Le samedi 8 juin et le lundi 10 juin qui suivirent, le conseil municipal de la ville de Nauvoo se réunit pour décider d’un plan d’action. De nombreuses raisons poussaient le conseil à réagir. La plus importante était que les saints avaient subi des violences au Missouri et en Ohio et une tension croissante en Illinois, et les membres du conseil craignaient que l’Expositor incite à davantage de violence à la fois contre les saints et contre les propriétaires de l’imprimerie3. En outre, dans la culture de l’honneur du dix-neuvième siècle en Amérique, les hommes se devaient de réagir aux attaques publiques de leur personnalité. C’était une norme sociale qui ne permettait pas de laisser passer les offenses4.

Avec l’approbation du conseil municipal, Joseph Smith ordonna à un officier de police, avec l’aide de la légion de Nauvoo, de détruire la presse d’imprimerie. Le lundi 10 juin au soir, l’officier de police aidé par un groupe d’une centaine d’hommes enlevèrent la presse, éparpillèrent les caractères et brûlèrent les exemplaires restants du journal.

Les membres du conseil municipal de Nauvoo avaient des raisons de penser que leur action était légale. Le premier amendement de la constitution des États-Unis, qui interdit l’ingérence du gouvernement dans la presse, ne s’appliquait qu’au gouvernement fédéral, et non aux gouvernements des États et aux gouvernements locaux, jusqu’à l’adoption du quatorzième amendement en 1868. Pendant les réunions du conseil, Joseph Smith cita à la fois les précédents juridiques américains et les remarques de William Blackstone (traité influent sur le droit commun), interprétant ces sources comme permettant la destruction de l’Expositor sur le motif qu’il représentait une menace à l’ordre public, c’est-à-dire qu’il représentait un danger pour la sécurité et le bien-être de la société. Bien que la destruction d’une presse d’imprimerie fut quelque peu inhabituelle dans l’Amérique du dix-neuvième siècle, il y eut de nombreux cas précédents et suivants où le gouvernement local ou d’État empêcha des imprimeries impopulaires de fonctionner. Aussi, plus récemment, en 1929, une cour suprême d’État approuva la fermeture d’une imprimerie considérée comme une « nuisance » (bien que la décision fut ensuite invalidée par la Cour suprême des États-Unis). Les chercheurs en déduisirent que le conseil municipal de Nauvoo avait agi légalement en faisant détruire les exemplaires du journal mais avait outrepassé son autorité en détruisant la presse5.

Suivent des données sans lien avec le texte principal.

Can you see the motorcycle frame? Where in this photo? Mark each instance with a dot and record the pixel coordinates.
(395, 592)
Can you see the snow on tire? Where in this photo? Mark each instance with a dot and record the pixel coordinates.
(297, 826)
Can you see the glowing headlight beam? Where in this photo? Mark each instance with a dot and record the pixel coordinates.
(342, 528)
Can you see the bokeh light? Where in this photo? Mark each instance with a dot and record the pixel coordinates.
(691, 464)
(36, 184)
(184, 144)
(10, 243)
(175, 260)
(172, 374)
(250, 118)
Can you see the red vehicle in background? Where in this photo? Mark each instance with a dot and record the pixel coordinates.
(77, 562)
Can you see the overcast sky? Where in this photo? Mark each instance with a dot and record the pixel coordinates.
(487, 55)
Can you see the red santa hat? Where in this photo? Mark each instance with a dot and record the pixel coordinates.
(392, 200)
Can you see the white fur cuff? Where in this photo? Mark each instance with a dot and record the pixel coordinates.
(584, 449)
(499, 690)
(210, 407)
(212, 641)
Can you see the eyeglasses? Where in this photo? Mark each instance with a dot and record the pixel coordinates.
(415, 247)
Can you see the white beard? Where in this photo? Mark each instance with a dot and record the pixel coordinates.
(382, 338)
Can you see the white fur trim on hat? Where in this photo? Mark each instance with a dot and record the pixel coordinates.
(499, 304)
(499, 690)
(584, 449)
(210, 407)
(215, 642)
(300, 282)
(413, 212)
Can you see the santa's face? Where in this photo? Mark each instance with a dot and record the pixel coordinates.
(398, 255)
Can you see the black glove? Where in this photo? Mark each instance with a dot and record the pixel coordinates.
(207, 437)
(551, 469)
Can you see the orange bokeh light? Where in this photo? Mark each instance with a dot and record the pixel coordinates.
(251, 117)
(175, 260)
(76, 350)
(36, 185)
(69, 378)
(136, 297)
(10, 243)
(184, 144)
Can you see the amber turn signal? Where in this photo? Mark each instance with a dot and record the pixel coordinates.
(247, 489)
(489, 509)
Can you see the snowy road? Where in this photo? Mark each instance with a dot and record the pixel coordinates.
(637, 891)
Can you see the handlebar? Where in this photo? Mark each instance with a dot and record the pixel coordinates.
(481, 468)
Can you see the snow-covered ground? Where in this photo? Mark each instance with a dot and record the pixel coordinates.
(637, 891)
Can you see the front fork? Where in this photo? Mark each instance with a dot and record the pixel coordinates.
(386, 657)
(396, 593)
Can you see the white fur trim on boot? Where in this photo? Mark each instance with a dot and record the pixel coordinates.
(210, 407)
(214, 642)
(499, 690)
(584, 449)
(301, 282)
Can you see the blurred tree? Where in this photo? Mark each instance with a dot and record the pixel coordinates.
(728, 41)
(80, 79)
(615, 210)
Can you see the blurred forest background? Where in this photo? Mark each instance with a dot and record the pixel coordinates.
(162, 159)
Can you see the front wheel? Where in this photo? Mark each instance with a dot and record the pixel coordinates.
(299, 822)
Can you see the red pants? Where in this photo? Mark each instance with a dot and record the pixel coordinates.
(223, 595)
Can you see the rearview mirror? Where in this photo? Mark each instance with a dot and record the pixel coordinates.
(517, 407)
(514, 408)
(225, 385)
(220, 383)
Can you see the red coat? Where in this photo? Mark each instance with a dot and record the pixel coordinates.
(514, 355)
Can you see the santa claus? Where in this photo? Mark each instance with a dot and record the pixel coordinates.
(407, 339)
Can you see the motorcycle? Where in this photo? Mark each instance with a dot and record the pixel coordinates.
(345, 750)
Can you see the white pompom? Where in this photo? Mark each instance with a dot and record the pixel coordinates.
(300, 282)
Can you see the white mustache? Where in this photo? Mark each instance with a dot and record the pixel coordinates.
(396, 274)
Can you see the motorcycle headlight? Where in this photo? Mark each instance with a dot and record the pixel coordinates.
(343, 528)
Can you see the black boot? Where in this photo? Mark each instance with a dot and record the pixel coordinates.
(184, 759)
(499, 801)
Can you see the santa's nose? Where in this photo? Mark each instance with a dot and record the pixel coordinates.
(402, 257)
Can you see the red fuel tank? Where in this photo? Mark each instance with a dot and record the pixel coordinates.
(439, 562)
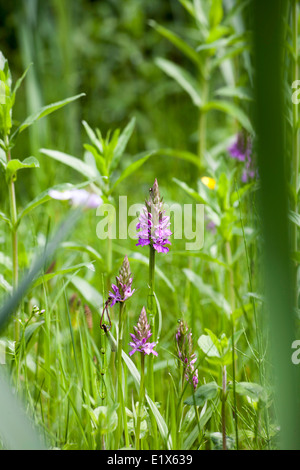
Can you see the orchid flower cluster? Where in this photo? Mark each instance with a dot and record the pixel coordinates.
(185, 353)
(122, 290)
(142, 334)
(153, 225)
(153, 229)
(241, 150)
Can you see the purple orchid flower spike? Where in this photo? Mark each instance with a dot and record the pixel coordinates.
(142, 334)
(122, 290)
(185, 353)
(241, 150)
(153, 224)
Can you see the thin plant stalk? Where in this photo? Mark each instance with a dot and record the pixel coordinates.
(224, 391)
(121, 410)
(232, 303)
(295, 158)
(151, 311)
(14, 235)
(141, 402)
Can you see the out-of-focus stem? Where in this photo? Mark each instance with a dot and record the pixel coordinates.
(121, 411)
(141, 402)
(295, 162)
(232, 304)
(224, 380)
(14, 235)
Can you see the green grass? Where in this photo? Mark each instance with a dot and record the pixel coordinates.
(158, 91)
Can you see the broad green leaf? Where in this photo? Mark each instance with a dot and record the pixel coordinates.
(203, 393)
(92, 136)
(131, 169)
(9, 306)
(99, 160)
(138, 257)
(216, 13)
(5, 260)
(4, 284)
(232, 110)
(20, 80)
(177, 41)
(14, 165)
(122, 143)
(75, 163)
(183, 78)
(44, 112)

La destruction de l’Expositor attisa la controverse. Dans la ville voisine de Warsaw (Illinois), l’éditeur éminent d’un journal anti-mormon du nom de Thomas Sharp profita de l’occasion pour mobiliser les citoyens du comté de Hancock contre les saints6. Tentant d’empêcher une guerre civile, le gouverneur d’Illinois, Thomas Ford, examina de nouveau les justifications juridiques du conseil municipal de Nauvoo pour avoir détruit le journal et décida que Joseph Smith devait être jugé pour « émeute » à Carthage, siège du comté.

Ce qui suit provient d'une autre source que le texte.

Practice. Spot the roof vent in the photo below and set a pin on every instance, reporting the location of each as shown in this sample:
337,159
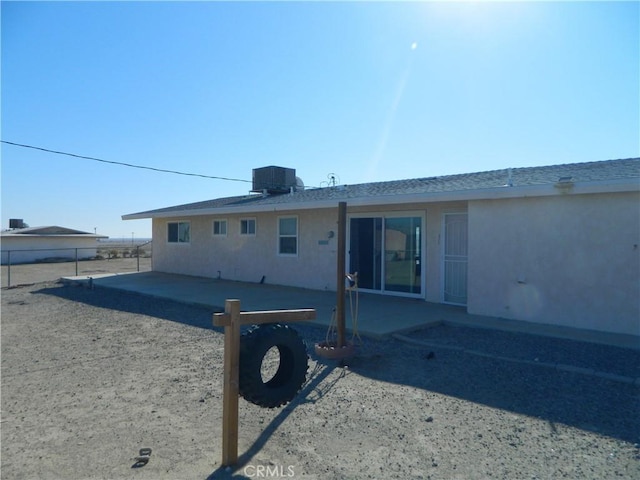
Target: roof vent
274,179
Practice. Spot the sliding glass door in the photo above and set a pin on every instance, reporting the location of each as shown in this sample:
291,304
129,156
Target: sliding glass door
386,252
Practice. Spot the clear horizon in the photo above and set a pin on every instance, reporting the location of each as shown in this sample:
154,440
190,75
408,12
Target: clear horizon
362,91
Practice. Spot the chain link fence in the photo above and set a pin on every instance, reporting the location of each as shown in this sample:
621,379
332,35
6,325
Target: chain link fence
20,267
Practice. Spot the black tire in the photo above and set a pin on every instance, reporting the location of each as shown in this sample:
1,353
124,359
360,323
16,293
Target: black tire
292,369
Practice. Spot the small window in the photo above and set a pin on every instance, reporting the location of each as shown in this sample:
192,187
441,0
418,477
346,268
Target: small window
220,228
178,232
248,226
288,236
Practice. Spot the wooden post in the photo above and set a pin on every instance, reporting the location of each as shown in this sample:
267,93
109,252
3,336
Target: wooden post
231,382
232,319
341,269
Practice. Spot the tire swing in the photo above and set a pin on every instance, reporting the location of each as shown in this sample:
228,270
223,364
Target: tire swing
291,374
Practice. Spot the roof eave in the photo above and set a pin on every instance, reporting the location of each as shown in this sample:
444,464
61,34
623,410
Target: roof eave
494,193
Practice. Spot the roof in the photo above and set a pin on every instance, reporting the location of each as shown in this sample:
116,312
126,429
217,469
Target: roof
52,231
589,177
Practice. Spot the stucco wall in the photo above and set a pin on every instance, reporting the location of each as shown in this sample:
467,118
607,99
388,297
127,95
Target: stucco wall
244,258
249,258
27,248
570,260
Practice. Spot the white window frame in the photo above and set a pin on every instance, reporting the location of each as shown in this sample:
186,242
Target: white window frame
255,227
220,221
178,241
296,236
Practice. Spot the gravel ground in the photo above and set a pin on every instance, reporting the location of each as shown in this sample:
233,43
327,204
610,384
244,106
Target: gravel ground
91,376
27,273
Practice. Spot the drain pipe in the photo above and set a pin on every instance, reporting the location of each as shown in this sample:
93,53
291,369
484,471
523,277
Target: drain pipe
342,247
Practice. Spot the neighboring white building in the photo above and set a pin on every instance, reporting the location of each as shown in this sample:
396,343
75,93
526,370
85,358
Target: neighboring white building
33,244
554,245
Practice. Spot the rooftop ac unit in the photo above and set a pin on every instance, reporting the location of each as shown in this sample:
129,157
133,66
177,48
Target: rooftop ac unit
16,223
274,179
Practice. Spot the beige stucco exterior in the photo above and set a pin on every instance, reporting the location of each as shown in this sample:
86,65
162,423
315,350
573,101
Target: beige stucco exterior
570,260
249,258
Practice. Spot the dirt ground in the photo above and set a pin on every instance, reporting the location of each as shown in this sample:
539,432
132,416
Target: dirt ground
89,377
47,272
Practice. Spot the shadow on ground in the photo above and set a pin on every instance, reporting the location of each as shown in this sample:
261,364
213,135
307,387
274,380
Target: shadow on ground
560,397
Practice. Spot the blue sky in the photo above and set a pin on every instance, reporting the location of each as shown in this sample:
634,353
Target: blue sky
366,91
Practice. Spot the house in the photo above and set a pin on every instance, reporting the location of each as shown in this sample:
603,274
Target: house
553,244
35,244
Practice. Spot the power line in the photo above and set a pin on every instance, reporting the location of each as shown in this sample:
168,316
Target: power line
162,170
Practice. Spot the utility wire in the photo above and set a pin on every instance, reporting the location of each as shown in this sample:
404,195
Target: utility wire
162,170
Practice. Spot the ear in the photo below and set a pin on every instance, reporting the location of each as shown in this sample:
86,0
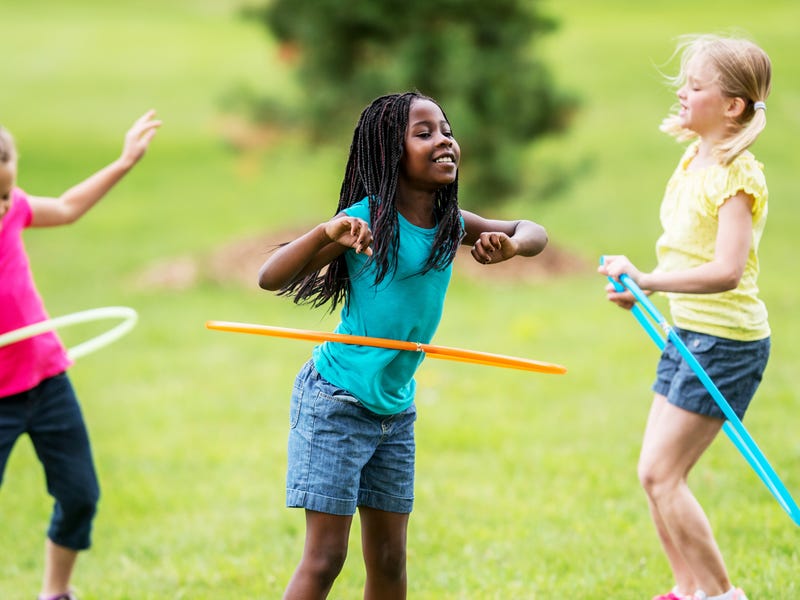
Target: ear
736,106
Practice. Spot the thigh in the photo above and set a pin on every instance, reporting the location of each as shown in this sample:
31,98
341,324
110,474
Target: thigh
12,425
383,533
387,480
61,440
674,440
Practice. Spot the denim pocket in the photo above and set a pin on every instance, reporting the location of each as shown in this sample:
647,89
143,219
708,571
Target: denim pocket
697,343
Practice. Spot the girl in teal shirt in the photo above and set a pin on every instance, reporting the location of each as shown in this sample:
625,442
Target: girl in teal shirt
386,256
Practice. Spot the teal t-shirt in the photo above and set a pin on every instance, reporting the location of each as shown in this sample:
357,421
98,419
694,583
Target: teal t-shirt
405,306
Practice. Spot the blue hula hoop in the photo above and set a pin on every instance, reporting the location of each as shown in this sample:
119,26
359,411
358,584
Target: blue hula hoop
651,320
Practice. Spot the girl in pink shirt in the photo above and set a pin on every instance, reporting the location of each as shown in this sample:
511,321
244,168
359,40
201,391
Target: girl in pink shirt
36,396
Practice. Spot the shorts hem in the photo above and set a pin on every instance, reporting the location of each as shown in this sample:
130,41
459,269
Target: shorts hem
319,503
385,502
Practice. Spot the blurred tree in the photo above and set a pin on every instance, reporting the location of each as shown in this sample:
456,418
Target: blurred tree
474,56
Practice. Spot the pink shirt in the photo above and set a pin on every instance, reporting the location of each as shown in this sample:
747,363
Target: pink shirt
26,363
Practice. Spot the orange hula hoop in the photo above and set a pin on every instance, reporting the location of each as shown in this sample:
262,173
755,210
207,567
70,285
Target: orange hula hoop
434,351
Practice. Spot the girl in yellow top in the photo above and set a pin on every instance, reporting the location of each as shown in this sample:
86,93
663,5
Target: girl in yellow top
713,214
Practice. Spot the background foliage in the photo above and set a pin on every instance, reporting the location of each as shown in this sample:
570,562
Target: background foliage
526,484
477,58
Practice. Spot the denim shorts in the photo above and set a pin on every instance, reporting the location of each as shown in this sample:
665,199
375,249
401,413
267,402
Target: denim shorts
735,368
342,455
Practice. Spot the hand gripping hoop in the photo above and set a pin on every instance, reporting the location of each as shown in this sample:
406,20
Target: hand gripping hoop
128,316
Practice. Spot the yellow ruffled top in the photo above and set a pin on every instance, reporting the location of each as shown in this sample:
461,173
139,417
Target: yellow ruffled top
690,217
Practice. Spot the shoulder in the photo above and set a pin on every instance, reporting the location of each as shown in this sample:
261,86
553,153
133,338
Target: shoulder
744,174
21,206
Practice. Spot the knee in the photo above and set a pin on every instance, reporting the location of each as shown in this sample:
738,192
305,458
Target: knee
324,565
653,481
389,560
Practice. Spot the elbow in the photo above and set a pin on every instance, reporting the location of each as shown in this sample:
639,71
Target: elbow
268,282
540,241
729,280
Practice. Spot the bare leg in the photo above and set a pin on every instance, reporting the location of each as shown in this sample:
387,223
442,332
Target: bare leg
674,441
383,539
58,564
323,556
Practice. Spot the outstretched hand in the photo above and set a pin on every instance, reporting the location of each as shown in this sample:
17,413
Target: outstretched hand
351,232
493,247
138,137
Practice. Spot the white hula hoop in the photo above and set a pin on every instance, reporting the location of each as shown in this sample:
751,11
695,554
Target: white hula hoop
128,315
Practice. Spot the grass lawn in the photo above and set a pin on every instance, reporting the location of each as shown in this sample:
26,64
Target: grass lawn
526,484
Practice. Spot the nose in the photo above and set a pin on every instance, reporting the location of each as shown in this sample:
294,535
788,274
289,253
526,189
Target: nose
444,140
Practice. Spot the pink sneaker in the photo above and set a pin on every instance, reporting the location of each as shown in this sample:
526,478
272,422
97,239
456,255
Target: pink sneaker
735,594
672,595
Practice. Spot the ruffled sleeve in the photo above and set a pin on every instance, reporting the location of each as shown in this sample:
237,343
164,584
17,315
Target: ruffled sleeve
745,174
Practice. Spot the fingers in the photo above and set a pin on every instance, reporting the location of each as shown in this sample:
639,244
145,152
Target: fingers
351,232
139,136
492,247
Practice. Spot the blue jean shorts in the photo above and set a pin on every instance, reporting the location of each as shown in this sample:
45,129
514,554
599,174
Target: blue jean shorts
342,455
735,368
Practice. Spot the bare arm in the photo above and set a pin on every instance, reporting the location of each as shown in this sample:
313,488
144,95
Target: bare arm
76,201
313,250
494,240
722,273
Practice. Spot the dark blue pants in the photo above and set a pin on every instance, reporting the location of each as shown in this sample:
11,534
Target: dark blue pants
52,418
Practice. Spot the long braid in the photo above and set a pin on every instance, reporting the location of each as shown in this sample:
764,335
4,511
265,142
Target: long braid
372,170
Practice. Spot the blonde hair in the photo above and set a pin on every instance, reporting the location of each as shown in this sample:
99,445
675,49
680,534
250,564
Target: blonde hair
8,151
743,70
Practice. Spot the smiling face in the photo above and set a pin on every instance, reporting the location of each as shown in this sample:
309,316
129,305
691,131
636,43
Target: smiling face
703,106
430,152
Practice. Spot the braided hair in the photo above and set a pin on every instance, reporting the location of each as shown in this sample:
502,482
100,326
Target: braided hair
372,171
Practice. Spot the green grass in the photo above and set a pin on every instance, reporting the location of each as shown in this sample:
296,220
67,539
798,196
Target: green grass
526,483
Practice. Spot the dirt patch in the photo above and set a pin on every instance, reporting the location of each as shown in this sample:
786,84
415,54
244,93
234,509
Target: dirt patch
239,262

Bien qu’il acceptât la promesse de protection du gouverneur Ford et se soumit à l’arrestation, Joseph Smith ne fut jamais jugé pour défendre ses actions de maire. Des émeutiers prirent d’assaut la prison de Carthage et l’assassinèrent, lui et son frère Hyrum.

Sujets apparentés : Mort de Joseph et Hyrum Smith, Institutions juridiques et politiques américaines, Dissension dans l’Église, Sermon de King Follett, Joseph Smith et le mariage plural

Notes

  1. Prospectus of the Nauvoo Expositor, 10 mai 1844.

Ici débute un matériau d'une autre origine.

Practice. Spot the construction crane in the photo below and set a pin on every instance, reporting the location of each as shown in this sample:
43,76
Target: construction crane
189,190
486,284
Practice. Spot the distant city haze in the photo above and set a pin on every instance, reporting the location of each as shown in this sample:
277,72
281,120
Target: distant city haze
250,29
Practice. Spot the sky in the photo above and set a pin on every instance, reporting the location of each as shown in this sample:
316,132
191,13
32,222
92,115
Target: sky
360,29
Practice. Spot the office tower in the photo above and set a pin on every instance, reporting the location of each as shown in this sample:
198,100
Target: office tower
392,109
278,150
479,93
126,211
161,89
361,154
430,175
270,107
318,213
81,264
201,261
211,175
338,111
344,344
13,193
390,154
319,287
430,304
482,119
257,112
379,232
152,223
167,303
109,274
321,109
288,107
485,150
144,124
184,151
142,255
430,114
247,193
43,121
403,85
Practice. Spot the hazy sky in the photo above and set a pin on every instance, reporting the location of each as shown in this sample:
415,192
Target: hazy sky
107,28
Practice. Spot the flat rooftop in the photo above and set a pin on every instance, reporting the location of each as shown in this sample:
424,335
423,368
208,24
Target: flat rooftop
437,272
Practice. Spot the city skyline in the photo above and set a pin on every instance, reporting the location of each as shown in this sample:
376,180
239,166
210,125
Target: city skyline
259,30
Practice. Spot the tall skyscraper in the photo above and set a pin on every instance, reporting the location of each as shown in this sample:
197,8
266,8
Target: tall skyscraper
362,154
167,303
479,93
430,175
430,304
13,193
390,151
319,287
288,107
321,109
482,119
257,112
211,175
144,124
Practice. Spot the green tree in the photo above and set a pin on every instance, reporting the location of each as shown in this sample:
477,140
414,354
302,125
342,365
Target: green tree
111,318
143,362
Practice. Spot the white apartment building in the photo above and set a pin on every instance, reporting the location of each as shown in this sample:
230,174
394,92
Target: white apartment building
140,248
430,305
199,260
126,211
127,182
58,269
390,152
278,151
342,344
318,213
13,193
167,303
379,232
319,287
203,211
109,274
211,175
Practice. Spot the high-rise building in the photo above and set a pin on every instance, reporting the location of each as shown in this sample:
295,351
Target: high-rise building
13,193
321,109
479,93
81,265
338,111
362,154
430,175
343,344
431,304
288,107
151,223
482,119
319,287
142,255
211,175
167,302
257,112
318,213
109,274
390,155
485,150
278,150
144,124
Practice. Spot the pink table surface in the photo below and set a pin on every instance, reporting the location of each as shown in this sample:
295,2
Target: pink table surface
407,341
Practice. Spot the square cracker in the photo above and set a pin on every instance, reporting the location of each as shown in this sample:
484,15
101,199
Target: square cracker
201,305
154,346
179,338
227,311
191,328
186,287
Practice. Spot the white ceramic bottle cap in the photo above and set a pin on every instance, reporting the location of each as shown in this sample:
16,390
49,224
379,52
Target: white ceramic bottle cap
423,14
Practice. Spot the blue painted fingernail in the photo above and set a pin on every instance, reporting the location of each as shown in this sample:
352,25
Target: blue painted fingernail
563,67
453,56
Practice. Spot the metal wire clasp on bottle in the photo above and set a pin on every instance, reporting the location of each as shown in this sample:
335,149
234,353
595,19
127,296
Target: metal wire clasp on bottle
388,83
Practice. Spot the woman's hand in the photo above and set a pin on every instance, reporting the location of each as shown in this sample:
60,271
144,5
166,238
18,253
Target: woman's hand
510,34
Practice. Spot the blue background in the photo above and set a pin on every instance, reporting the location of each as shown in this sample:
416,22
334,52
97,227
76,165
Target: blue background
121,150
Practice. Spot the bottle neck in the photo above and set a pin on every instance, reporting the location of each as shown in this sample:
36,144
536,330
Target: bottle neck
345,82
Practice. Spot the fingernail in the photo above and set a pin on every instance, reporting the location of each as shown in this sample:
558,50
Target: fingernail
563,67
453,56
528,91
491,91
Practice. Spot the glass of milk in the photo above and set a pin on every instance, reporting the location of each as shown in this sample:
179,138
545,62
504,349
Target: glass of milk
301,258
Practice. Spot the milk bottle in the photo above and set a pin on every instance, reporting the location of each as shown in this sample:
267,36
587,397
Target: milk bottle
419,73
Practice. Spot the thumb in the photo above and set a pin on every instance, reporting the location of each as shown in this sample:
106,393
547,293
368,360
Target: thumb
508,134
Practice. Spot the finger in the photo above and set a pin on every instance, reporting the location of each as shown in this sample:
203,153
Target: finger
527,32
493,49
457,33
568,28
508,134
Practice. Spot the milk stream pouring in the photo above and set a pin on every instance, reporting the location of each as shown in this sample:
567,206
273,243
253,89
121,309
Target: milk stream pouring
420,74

  2. Nauvoo Expositor, 7 juin 1844 ; Dallin H. Oaks et Marvin S. Hill, Carthage Conspiracy : The Trial of the Accused Assassins of Joseph Smith, Chicago : University of Illinois Press, 1979, p. xi–xiii.

  3. Joseph Smith, « Proclamation, June 11, 1844 », josephsmithpapers.org ; Nauvoo Neighbor, 12 juin 1844, p. 2-3.

  4. Voir Bertram Wyatt-Brown, Southern Honor : Ethics and Behavior in the Old South, New York : Oxford University Press, 1982.

  5. Dallin H. Oaks, « The Suppression of the Nauvoo Expositor », Utah Law Review, vol. 9, no. 4, hiver 1965, p. 862-903.

  6. Oaks and Hill, Carthage Conspiracy, p. 14.